December 8, 2019
Thank you Alison Roman. I mean it. I often think about adopting more of a vegetarian lifestyle but always imagine I'll really be missing out on something. With these kinds of recipes, I would be missing nothing and gaining everything. Cacio e pepe is a traditional Italian pasta dish with so few ingredients, pecorino romano cheese, black pepper, and pasta, that one would think, meh, what's there to be so excited about? Get excited, because when made right, it is delicious. And it's easy to make it wrong. The trick is creating a smooth and silky sauce that the pasta just barely clings to.
Alison creates a riff on this sauce using a "risotto'ish" style cooking method. She suggests using fregola, a tiny round pasta from Sardinia, Italy, Israeli couscous, or any other small pasta shape. I had whole wheat couscous on hand but next time I will try it with fregola. This would be an amazing accompaniment to any meat or fish dish. I kept it all vegetarian friendly and roasted up some cauliflower, also from Alison Roman. (Recipe to follow)
4 T unsalted butter (1/2 stick)
2 T olive oil, plus more for drizzling
6 garlic cloves, thinly sliced
3 C fregola, Israeli couscous, or other small pasta (about 1 lb)
salt and pepper
5-7 C water
1 C grated pecorino or parmigiano cheese
2 T finely chopped chives
Melt the butter and oil in a large pot over medium heat. Add the garlic and cook until it's a light golden brown, 2-3 minutes. Add the fregola (or couscous or other pasta), season with salt and pepper, and cook, stirring occasionally, for about 3 minutes.
Add 5 cups of water and bring to a boil. Reduce the heat and continue to cook at a steady simmer, stirring frequently, to encourage the releasing of the starch. This helps create that creamy, starchy sauce I was referring to. Once the pasta is cooked yet still a little firm to the bite or "al dente", add your pecorino cheese, add a LOT of black pepper and taste for salt. (It takes about 20 minutes or so for the pasta to be cooked through) It should have the texture of risotto or porridge and still be a little saucy and not too dry.

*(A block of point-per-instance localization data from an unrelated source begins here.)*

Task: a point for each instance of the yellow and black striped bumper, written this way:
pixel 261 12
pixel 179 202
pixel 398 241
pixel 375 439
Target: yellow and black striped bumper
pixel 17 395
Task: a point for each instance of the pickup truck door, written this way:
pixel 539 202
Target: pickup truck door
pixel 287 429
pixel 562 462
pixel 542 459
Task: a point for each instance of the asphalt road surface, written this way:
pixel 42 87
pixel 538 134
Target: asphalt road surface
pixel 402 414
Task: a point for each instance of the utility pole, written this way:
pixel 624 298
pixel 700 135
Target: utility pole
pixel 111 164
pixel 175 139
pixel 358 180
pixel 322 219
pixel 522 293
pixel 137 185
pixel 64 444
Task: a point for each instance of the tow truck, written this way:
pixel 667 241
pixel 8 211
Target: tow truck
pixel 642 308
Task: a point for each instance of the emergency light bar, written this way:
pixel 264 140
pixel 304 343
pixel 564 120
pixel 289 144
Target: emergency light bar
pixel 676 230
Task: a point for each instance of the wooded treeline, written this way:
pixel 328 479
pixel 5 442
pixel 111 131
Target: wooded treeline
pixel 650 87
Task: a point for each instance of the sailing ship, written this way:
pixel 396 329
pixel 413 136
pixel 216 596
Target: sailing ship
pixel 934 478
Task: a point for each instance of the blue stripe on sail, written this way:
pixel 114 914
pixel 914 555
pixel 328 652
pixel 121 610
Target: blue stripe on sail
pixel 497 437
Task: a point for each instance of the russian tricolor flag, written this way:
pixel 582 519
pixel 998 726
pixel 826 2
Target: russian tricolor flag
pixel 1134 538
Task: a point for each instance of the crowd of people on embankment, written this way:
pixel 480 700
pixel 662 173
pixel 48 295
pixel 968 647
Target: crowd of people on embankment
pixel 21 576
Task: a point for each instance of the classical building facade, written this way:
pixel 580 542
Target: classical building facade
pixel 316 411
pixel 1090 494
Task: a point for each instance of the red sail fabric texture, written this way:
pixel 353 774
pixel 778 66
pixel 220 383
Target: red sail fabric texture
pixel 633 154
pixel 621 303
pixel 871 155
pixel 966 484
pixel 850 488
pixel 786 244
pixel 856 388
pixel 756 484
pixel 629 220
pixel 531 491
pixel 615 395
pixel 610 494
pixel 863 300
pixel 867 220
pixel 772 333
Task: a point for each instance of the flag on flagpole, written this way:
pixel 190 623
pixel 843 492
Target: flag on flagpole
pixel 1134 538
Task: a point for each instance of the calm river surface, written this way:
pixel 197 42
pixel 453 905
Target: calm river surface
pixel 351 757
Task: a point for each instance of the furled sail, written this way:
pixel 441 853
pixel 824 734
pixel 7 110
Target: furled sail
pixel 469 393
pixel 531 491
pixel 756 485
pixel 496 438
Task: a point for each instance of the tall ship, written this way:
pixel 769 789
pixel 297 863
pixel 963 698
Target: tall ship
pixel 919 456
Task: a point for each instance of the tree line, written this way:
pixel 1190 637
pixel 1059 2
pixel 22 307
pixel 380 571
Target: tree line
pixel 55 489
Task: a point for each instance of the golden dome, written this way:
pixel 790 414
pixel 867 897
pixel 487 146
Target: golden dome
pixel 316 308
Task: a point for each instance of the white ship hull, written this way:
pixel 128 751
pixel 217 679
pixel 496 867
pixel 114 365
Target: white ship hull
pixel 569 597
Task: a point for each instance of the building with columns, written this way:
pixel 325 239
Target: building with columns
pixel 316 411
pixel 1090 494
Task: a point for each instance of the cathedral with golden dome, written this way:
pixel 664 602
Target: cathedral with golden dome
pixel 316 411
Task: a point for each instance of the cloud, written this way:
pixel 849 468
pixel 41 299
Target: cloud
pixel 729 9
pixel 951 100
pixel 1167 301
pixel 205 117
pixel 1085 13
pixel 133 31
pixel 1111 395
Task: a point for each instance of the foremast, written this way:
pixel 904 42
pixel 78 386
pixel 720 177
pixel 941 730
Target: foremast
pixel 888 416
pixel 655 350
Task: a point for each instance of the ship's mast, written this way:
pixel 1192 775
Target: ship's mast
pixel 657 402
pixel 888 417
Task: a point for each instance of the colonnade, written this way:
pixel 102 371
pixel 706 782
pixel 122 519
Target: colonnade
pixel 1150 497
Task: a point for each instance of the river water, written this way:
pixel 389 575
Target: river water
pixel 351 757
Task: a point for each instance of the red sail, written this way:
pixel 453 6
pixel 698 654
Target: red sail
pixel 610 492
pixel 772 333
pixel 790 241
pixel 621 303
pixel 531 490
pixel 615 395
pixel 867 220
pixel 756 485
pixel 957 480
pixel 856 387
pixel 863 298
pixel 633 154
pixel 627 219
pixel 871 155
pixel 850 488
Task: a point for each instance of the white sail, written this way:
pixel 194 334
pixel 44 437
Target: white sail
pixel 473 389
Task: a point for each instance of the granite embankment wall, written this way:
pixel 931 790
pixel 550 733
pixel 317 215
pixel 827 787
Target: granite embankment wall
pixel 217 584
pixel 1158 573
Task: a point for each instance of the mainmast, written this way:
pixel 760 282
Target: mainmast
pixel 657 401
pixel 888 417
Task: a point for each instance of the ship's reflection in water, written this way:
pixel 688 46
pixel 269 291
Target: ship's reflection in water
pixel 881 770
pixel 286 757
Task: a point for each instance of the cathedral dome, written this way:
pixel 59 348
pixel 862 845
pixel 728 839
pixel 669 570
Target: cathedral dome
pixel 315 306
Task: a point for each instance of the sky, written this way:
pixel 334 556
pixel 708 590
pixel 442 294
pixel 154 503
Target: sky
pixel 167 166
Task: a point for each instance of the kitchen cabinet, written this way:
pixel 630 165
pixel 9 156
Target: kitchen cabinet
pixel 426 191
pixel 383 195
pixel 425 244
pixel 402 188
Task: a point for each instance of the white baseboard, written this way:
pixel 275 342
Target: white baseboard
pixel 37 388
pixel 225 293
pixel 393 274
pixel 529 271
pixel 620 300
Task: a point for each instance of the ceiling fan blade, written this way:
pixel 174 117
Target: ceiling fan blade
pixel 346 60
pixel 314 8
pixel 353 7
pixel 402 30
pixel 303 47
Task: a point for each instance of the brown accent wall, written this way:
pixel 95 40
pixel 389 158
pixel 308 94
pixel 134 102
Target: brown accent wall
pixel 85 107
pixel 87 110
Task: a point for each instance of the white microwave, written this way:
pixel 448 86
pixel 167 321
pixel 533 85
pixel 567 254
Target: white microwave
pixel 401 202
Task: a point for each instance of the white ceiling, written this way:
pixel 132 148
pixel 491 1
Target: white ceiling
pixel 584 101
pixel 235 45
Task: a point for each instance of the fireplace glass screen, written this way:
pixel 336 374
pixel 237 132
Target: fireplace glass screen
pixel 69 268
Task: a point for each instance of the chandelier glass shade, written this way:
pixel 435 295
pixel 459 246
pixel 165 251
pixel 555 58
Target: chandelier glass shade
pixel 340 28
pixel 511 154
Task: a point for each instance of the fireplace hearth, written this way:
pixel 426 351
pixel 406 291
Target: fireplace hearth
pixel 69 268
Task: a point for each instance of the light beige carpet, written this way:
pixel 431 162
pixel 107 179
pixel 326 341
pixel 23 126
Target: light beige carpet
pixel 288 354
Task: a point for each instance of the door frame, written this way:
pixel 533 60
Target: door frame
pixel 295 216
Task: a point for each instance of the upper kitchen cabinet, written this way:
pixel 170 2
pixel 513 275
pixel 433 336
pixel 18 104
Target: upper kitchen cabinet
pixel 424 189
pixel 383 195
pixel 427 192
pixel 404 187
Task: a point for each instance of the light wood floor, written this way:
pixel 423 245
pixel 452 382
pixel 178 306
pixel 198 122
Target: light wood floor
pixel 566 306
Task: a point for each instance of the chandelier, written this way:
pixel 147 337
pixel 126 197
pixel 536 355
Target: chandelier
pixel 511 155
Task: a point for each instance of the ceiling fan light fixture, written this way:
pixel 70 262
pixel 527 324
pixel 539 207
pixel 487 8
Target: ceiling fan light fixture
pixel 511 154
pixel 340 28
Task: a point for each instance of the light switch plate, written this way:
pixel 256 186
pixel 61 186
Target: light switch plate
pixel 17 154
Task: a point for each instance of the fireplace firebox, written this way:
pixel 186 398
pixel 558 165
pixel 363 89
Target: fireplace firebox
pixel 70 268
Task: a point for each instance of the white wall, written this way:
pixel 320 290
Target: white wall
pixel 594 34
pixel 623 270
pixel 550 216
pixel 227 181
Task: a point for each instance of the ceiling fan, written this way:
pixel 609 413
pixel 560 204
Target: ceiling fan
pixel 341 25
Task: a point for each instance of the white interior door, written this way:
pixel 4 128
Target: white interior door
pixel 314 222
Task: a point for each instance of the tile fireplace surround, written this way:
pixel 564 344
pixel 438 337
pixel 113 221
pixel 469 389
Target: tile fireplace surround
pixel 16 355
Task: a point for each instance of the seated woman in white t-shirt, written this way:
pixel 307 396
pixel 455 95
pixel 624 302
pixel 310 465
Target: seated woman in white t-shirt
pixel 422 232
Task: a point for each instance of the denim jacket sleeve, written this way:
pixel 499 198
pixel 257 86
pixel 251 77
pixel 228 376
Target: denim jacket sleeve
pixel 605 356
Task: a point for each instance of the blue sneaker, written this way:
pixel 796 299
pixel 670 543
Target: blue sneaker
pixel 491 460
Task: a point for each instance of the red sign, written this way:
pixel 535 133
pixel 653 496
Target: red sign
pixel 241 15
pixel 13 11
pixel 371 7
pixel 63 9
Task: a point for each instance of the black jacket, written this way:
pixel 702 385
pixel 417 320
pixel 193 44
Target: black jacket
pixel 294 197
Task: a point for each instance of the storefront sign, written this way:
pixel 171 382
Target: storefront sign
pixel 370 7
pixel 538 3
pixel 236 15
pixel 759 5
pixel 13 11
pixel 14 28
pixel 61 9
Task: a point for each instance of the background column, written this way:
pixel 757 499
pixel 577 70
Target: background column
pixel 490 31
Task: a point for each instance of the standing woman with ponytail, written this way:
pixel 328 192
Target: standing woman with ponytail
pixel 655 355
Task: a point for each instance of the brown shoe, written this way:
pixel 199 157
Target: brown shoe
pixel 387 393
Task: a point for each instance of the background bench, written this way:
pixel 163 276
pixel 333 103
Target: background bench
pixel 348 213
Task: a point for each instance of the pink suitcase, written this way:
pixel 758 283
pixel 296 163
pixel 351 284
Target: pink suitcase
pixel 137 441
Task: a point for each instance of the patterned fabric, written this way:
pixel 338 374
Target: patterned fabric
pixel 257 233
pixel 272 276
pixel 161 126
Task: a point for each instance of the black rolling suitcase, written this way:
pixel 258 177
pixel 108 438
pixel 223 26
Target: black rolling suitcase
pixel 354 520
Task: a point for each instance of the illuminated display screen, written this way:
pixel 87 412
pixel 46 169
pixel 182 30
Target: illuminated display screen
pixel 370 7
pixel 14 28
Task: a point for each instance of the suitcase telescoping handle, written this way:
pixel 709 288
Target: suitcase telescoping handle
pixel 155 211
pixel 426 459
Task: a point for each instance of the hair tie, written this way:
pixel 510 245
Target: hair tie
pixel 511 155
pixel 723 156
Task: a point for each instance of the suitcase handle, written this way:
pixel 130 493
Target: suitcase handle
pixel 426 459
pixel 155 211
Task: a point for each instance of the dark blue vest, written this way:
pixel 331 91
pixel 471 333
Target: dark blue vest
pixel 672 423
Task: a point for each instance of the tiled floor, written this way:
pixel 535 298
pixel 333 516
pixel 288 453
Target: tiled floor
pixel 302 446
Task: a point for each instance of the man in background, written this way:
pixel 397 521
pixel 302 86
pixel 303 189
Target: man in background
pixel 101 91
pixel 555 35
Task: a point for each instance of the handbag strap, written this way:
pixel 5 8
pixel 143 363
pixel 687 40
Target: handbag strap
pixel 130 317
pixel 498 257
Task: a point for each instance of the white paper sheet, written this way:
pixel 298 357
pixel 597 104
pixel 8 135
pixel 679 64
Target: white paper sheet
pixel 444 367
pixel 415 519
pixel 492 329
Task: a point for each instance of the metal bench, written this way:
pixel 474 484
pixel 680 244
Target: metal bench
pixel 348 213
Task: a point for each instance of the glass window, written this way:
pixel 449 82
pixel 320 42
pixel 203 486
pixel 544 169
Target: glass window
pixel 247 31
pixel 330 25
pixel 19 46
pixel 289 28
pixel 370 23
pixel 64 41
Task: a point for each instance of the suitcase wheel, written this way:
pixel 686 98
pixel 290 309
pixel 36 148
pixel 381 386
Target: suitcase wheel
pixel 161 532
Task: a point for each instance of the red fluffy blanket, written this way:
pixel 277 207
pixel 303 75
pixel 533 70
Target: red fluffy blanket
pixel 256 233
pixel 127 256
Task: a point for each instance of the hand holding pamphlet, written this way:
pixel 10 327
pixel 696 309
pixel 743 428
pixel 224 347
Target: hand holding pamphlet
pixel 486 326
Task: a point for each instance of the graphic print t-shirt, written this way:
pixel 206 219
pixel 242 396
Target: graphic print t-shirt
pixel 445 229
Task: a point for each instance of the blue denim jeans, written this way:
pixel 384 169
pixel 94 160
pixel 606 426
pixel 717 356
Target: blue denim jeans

If need be, add a little more water to create that saucy'ness.
Transfer to a serving bowl, top with a drizzle of olive oil, a scattering of pecorino, chopped chives, and some of the roasted cauliflower.
Hard-Roasted Spiced Cauliflower
1 large head cauliflower
4 garlic cloves, finely chopped
1 t crushed red pepper flakes
1 t fennel seeds
1/2 t ground coriander
1/2 t ground turmeric
1/3 C olive oil
salt and pepper
1/4 C finely chopped herbs (chives, parsley, mint, etc)
Preheat oven to 450°F.
Break the cauliflower into tiny florets, roughly the size of a large bean.
Combine with the garlic, crushed red pepper, fennel, coriander, turmeric, olive oil, salt, and pepper. Place in the oven for 15 minutes, toss to promote even browning, and roast for another 15-20 minutes. You want there to be pieces that are dark and crispy, so don't worry if you see some deep dark brown bits.
Transfer to a serving dish and top with fresh herbs.